- From: Michael Sperberg-McQueen <U35395@UICVM.UIC.EDU>
- Date: Sun, 01 Dec 96 11:04:32 CST
- To: Liam Quin <lee@sq.com>, W3C SGML Working Group <w3c-sgml-wg@w3.org>
On Thu, 28 Nov 1996 16:17:22 -0500 Liam Quin said: >If SGML can be changed to disable RS/RE processing, or if Charles' >kludge with SHORTREF works, perhaps we're OK. We do have to get the >same whitespace behaviour with and without a DTD, so element content >and data content is not a distinction XML can make, I think. I think I agree that simplifying RE/RS handling would be good, but in the interests of clarity let me ask: Do you mean we have to make the DTD irrelevant to white-space handling * because that was decided at some point, or * as a direct consequence of some other decision, or * because that would be a cleaner design?

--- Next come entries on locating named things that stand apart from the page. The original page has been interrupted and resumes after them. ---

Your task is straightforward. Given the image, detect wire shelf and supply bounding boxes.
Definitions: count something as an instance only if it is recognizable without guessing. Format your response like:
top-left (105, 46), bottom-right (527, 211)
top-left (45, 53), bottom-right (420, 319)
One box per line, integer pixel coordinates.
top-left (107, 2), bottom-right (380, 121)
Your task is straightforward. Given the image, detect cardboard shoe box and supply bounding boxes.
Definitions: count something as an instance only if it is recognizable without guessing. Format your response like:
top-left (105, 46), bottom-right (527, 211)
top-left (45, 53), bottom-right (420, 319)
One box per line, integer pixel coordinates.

I agree that it would be desirable to make rules which allow processors to skip the DTD and still get a wholly correct parse tree, er, grove, but I don't think that's possible, since a processor cannot resolve entity references or provide correct default attribute values without reading the DTD. I also believe that if XML makes no distinction between element content and mixed content, it will be impossible to build correct XML processors on top of SGML parsers. It might be worthwhile to distinguish clearly among (a) full validation, which checks the instance against the DTD and provides the correct grove, (b) full parsing, which doesn't validate but does provide character-for-character the correct grove, and which requires at least some attention to the DTD, and (c) minimal or partial parsing, which doesn't require a DTD and which is guaranteed (in XML) to vary from the correct grove only in specific ways: (i) it will have extra white space in element content, (ii) it won't provide correct values for defaulted attributes, (iii) it won't have information about attribute types like ID/IDREF. (iv) it won't resolve references to entities not hardcoded into the processor. I'm not sure (iii) is part of the standard grove output on which we want to model the XML processor's output; if it isn't, then that's one difference fewer. -C. M. Sperberg-McQueen
Received on Sunday, 1 December 1996 12:26:23 UTC